The national donation platform also connects donors with people in need across the Kingdom, while ensuring a reliable and secure digital donation process overseen by the Ministry of Human Resources and Social Development.

To date, more than 3.5 million people, including orphans, the sick, the elderly and people living in substandard housing, have benefited from money offered through the platform.

These official, regulated platforms were designed to ensure that donations reach those who really need them and to prevent funds from falling into the hands of fraudsters and even terrorist groups seeking to exploit the generosity of the public.

“The Kingdom hopes that the assistance it provides will help ensure that all people can live safe, healthy and dignified lives,” Al-Jetaily told Arab News.

“Aid provided globally is impartial, based solely on the needs of its recipients.”

As many Arab countries struggle to weather the economic blows of the pandemic, as well as the inflationary impact of war in Ukraine on food and fuel prices, charitable donations are needed more than ever.


Since 2015, KSrelief has implemented approximately 2,000 projects in 84 countries worth $5.7 billion.

The Saudi aid agency implemented 815 projects for women at a cost of $533 million.

Children around the world benefited from 730 projects at a cost of $769 million.

(Source: KSrelief)

Lebanon is a good example. While many countries have been reluctant to provide aid until its government implements much-needed economic reforms, Saudi Arabia and France have opted to establish the joint development fund to help the Lebanese people.

Initially, the money from the fund will be shared between the French Development Agency and KSrelief, according to official sources.

Since 2019, Lebanon has been in the grip of the worst financial crisis in its history, which has been further aggravated by the economic pressure of the pandemic and the country’s political paralysis.

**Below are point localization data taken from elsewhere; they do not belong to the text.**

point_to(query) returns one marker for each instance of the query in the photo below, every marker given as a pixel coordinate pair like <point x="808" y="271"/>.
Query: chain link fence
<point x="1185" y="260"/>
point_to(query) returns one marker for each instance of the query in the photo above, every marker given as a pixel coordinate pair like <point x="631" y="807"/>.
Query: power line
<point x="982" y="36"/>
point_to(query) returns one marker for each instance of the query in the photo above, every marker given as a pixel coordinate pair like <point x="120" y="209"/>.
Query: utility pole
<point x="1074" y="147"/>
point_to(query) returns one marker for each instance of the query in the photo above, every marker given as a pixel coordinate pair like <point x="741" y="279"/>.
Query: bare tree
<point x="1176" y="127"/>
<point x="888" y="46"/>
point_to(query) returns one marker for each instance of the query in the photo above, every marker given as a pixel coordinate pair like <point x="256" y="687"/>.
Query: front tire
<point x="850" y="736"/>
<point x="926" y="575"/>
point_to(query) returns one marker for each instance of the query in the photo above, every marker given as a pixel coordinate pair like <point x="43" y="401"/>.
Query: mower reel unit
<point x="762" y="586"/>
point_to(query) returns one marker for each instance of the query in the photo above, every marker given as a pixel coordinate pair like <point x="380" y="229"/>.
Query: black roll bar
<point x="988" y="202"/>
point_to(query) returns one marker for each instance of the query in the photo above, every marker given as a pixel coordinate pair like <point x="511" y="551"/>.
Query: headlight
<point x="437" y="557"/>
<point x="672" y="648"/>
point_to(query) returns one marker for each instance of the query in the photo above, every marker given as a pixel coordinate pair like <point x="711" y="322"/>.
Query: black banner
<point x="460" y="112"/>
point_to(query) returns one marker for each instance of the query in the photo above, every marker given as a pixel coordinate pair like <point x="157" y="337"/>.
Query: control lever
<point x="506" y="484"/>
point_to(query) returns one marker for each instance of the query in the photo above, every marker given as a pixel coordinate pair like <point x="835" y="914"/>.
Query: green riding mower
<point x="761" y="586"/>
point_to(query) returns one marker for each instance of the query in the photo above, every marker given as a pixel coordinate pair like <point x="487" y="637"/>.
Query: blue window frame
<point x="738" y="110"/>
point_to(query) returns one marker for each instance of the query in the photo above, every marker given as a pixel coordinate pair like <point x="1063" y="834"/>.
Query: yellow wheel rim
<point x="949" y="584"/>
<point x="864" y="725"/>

For many Lebanese, the straw that broke the camel’s back was the Beirut port explosion in August 2020, which killed 218 people, injured 7,000, caused $15 billion in property damage and left approximately 300,000 homeless people.

Deteriorating socio-economic conditions have sent thousands of young Lebanese, including many of the country’s top health professionals and educators, abroad in search of safety and opportunity.

Those Lebanese who choose to stay are forced to endure shortages of basic necessities, crumbling infrastructure, power outages and mass unemployment.